— Через три минуты я намерен обедать на Восточной террасе, — я сверился с хронометром. — На обед извольте подать омара с картофелем во фритюре, а также капустный салат, булочки, бутылку моего личного шампанского, кофе с цитрусовым щербетом, коньяк из самых старых запасов и пару сигар. Также поинтересуйтесь у Мартина Бремена — согласится ли он лично подавать на стол?
— Ясно, сэр. Иного гарнира не требуется?
— Нет.
Затем я возвратился в свои апартаменты, переоделся и сунул в сумку кое-какие вещи. Там был отдельный выход на информатор СЕКАРХа и я отдал еще один приказ. Он рождал озноб и сосущую тяжесть в желудке, но больше откладывать было нельзя. Настала пора действовать.
— Ровно через два часа одиннадцать минут, — я снова посмотрел на часы, — позвони Элиз и предложи ей выпить со мной. Сейчас, и на Западной террасе. Также приготовь два чека общей суммой на миллион долларов и рекомендательные письма для нее по категории «А». Все вышеназванное доставь мне в незапечатанных конвертах. Отдельно.
— Слушаюсь, сэр, — прозвучал ответ. И не успел я вставить запонки в петли манжет, как все документы уже лежали в приемной корзинке на трельяже.
На всякий случай я ознакомился с содержимым конвертов, заклеил их, спрятал во внутренний карман пиджака и двинулся на Восточную террасу.

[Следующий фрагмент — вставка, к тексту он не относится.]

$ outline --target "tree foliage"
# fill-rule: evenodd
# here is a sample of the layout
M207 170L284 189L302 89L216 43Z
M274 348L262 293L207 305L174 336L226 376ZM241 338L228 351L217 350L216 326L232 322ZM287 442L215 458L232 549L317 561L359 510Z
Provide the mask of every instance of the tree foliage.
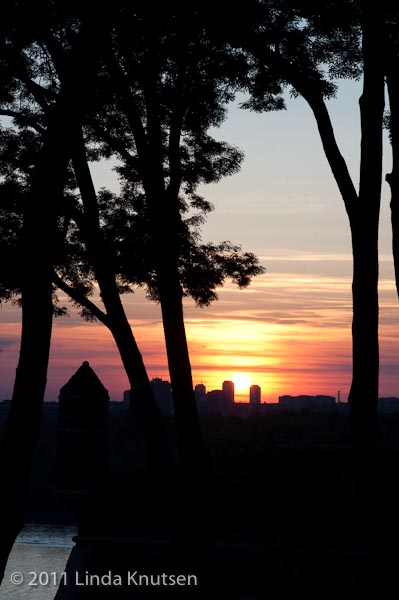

Оранжевый колосс солнца как раз запутался в ажурных сетях перистых облаков и они таяли на глазах, заливая небосвод янтарной желтизной, расплавленным золотом и багрянцем. Солнцу пора было скатиться по извечной крутизне между двумя горными пиками — близнецами по имени Урим и Туммим. Это я приказал им стоять именно здесь, указывая уставшему светилу дорогу к ночному приюту. И пурпур солнечной крови в положенный час зальет склоны гор.
Мой стол располагался под вязом. Наверху в ту же минуту включился проектор силового поля, не дающий всякой дряни, вроде насекомых, птичьего помета или сухой листвы, падать на стол. Через секунду показалась тележка с откидной крышкой и толкающий ее Мартин Бремен.
— Добрый вечер, сэр.
— Здравствуй, Мартин. Как поживаешь?
— Все в полном порядке, мистер Сандо. А у вас?
— У меня тоже. Я уезжаю.
— Да?!.
Он сервировал стол, поднял крышку и стал подавать.
— Вот поэтому-то перед отъездом я и собираюсь сказать тебе то, что ты и без меня знаешь. Из всех блюд, которые мне когда-либо доводилось пробовать, твои — самые лучшие.
Он скромно опустил глаза, стараясь не расплыться в улыбке, но его и без того красное лицо стало просто багровым.
— Благодарю вас, сэр. Мне было приятно работать для вас.
— Вот поэтому я и полагаю, что тебе никак не помешает годовой отпуск с сохранением содержания плюс премиальные для разработки новых кулинарных рецептов. Если возражений нет, то я сам улажу все вопросы с конторой Барсара.
— Когда вы едете, сэр?
— Завтра на рассвете.
— Все ясно, сэр. Ваше предложение весьма заманчиво. Благодарю вас.
— А скажи-ка мне, Мартин — каково готовить блюда, которые ты сам никогда не сможешь попробовать?
— Это неважно, сэр, — Бремен покачал головой. — На дегустатора можно смело положиться. Я иногда задумывался над тем, какого вкуса моя стряпня, но химик тоже не всегда пробует свои химикалии. Вы меня понимаете, сэр?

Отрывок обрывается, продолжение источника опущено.